Jimmy Fraigne, PhD
Assistant Professor, Teaching Stream
My teaching focuses on promoting scientific literacy through active learning. I believe that scientific literacy helps students develop their critical thinking skills, knowledge, and curiosity. I integrate experiential learning in data science to my teaching, to give hands-on experience to students. I am recently exploring the use of generative AI to improve learning experiences for all students and creating tools for AI-assisted coding. Finally, I strive to create an inclusive and engaging learning environment that makes students feel at ease. Below are the courses I teach at both the undergraduate and graduate level! |
Undergraduate Courses
New this Fall 2025!
The scale and complexity of biological data are fast expanding as biotechnology develops. How are we going to process and interpret large-scale data? Using example-based approaches in the context of behavioural neuroscience (e.g., sleep, movement, learning, decision-making), this course aims to bridge biology and computational analysis techniques. Through lectures and hands-on sessions, students will learn about modern methodology in neuroscience (e.g., electrophysiology, optogenetics, calcium imaging) and how to analyze neural data sets.
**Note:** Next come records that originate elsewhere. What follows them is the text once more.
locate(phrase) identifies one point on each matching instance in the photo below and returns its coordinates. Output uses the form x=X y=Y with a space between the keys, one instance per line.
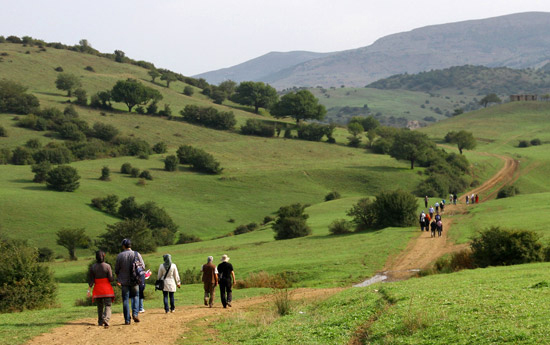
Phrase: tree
x=256 y=94
x=410 y=145
x=154 y=74
x=67 y=82
x=463 y=139
x=291 y=222
x=72 y=239
x=63 y=178
x=301 y=105
x=490 y=98
x=131 y=92
x=168 y=77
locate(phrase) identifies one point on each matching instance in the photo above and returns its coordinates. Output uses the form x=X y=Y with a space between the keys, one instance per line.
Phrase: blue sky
x=191 y=37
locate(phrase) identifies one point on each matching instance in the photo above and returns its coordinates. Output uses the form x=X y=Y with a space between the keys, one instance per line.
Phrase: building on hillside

Students will be introduced to programming in MATLAB tailored for neuroscience, signal processing, image processing, statistical analysis, and machine learning techniques. By developing practical skills through various neural data types (e.g., EEG, EMG, Ca2+ Imaging), this course equips students with the skills to handle neural data, basic computational approaches in neuroscience, and a quantitative understanding of brain functionality. |
New this Fall 2025!
This course will cover fundamental theories on the regulation, evolution, and function of sleep-wake states – how and why animals sleep. Sleep is a behavioural state that occurs in all vertebrates and it has also been identified in several species of invertebrates. In these animals, sleep is associated with profound changes in physiological function at the molecular, cellular and system levels. Furthermore, sleep has marked implications for the neurobiology of behaviour and the evolution of organisms because of the impact it has on cognitive function, memory consolidation, and overall health. The course will be integrative and comparative, linking together concepts from all levels of biological organization (molecular to whole organism) and drawing examples from a variety of different animals.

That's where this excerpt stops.